In a wide-ranging interview with The Guardian Vaughan had said that Flintoff's drunken escapade after England's first match of the World Cup affected team morale. But Cumbes, who has watched Flintoff's progress through the Lancashire ranks, is furious at Vaughan's public criticism of England's talisman.
"I think it is completely out of order, I think it's despicable, I think it stinks against a guy (Flintoff) who has given blood for England these past three or four years," Cumbes said. "He was the talisman in the Ashes series in 2005...this fella has given blood for England and I think it is appalling he's been treated in this fashion."
Flintoff was stripped of the vice-captaincy and dropped for one game after a night of late drinking, which saw him ending up in a pedalo out in the sea in the early hours of the morning, after England's opening group game defeat against New Zealand in St Lucia in March. The incident was dubbed 'Fredalo' by the tabloids. And Vaughan said "those incidents are bound to affect team spirit.

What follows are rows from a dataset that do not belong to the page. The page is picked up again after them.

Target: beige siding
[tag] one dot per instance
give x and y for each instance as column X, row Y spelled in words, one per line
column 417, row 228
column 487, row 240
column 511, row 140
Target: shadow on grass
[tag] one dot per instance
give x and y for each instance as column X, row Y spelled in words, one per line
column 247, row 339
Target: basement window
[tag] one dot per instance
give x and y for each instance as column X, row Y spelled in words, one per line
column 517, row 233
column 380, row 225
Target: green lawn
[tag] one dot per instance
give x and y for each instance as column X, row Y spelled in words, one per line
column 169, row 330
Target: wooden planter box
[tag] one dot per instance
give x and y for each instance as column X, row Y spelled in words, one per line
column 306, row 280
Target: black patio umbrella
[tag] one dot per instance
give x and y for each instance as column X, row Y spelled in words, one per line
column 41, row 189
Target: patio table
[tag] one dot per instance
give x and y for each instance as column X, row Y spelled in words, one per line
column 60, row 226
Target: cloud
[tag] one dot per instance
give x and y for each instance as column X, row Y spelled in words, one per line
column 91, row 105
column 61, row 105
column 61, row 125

Suddenly you've got players who have no freedom left."
"Fred knows he stepped out of line," Cumbes said. "Everybody steps out of line from time to time. You just get on with it. You don't blast it out across the airwaves or into newspapers, particularly if it's something like this. You help your mates, you don't shoot them down."

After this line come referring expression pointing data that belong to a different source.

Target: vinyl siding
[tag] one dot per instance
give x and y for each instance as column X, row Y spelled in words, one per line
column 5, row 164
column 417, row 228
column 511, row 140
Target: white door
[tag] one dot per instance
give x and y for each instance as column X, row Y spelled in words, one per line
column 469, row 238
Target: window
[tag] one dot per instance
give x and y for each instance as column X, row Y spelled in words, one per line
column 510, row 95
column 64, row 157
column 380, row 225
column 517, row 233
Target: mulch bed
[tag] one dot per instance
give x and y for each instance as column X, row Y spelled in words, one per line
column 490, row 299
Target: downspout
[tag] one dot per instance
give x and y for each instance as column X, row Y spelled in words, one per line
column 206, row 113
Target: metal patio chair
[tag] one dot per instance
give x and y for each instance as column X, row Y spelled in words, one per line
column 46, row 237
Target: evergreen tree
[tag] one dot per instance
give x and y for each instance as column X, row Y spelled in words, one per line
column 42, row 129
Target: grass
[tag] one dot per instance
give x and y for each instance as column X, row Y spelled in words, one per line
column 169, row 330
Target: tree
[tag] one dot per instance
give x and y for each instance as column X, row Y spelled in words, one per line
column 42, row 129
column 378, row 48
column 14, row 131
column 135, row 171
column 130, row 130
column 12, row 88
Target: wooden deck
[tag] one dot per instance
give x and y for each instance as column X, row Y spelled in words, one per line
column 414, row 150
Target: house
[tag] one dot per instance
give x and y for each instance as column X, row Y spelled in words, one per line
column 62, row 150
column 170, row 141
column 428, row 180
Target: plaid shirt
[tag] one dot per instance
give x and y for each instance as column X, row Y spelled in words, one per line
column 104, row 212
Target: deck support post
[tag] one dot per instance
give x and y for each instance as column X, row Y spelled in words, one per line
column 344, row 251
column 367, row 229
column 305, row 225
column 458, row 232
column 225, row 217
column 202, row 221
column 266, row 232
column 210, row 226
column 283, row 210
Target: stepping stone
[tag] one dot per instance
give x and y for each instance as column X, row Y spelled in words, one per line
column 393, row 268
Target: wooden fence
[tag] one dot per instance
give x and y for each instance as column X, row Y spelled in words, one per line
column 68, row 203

Cumbes contrasted Vaughan's behaviour with that of Alex Ferguson, the manager of Manchester United, who is known for ensuring his criticism of players stays in-house.
"Up the road here, there are plenty of players who've played badly for him (Ferguson) over the years. I tell you what, the public doesn't know about it but the players certainly know about it."

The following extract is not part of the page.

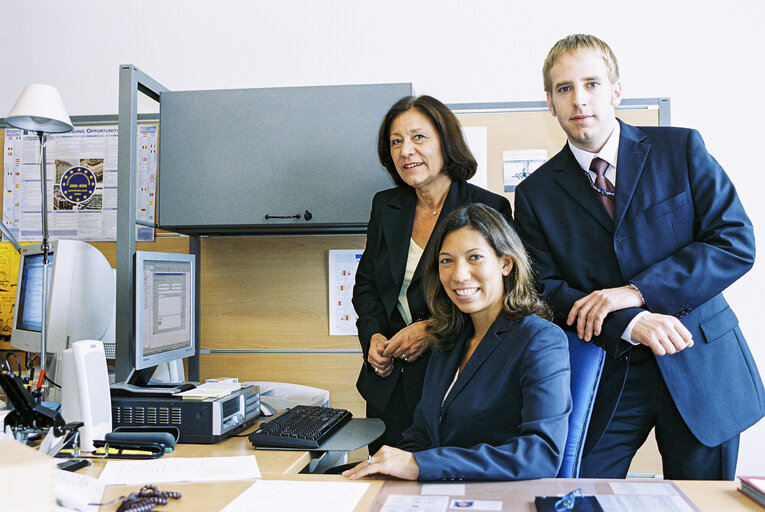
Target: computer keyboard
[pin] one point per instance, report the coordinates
(302, 427)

Cumbes went on to say that Flintoff, sidelined after a third operation on his injured left ankle, may not attend the third Test - on his home ground at Old Trafford - given his state of mind after Vaughan's statements.
"Fred won't bear any malice because he's not that type of guy but clearly he will be hurt by it," Cumbes said. "Under normal circumstances Fred's a team man and he'll turn up for his team, come to show his support and keep the spirit in the dressing room going. He's going to find that difficult."
England, who lead the series 1-0, take on West Indies for the third Test on Thursday.